On Design Criteria and Construction of Non-coherent Space-Time Constellations
Borran, Mohammad Jaber
Non-coherent constellations; space-time codes; multiple antenna systems; fading channels; channel coding; wireless communications
We consider the problem of digital communication in a Rayleigh flat fading environment using a multiple-antenna system, when the channel state information is available neither at the transmitter nor at the receiver. It is known that at high SNR, or when the coherence interval is much larger than the number of transmit antennas, a constellation of unitary matrices can achieve the capacity of the non-coherent system. However, at low SNR, high spectral efficiencies, or for small values of coherence interval, the unitary constellations lose their optimality and fail to provide an acceptable performance. In this work, inspired by the Stein's lemma, we propose to use the Kullback-Leibler distance between conditional distributions to design space-time constellations for non-coherent communication. In fast fading, i.e., when the coherence interval is equal to one symbol period and the unitary construction provides only one signal point, the new design criterion results in PAM-type constellations with unequal spacing between constellation points. We also show that in this case, the new design criterion is equivalent to design criteria based on the exact pairwise error probability or the Chernoff information.
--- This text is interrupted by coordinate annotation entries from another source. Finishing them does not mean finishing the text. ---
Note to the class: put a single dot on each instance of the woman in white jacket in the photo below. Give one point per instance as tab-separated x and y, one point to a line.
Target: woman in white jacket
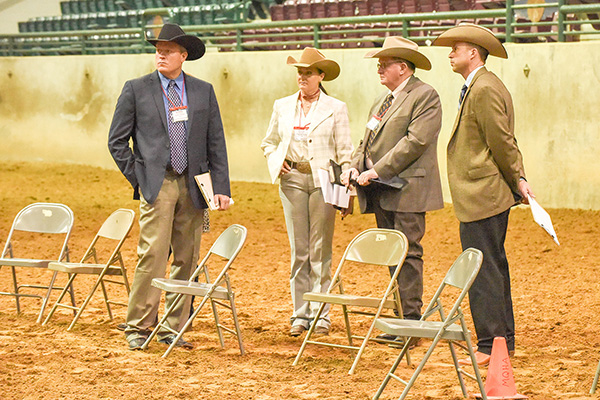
306	130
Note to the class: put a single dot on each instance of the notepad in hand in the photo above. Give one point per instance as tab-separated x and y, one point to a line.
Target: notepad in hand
204	182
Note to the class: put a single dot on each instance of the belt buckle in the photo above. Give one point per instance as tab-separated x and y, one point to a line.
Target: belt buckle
303	167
When the coherence interval is larger than the number of transmit antennas, the resulting constellations overlap with the unitary constellations at high SNR, but at low SNR they have a multilevel structure and show significant performance improvement over unitary constellations of the same size. The performance improvement becomes especially more significant when a large number of receive antennas are used. This property, together with the facts that the proposed constellations eliminate the need for training sequences and are most suitable for low SNR, makes them a good candidate for uplink communication in wireless systems.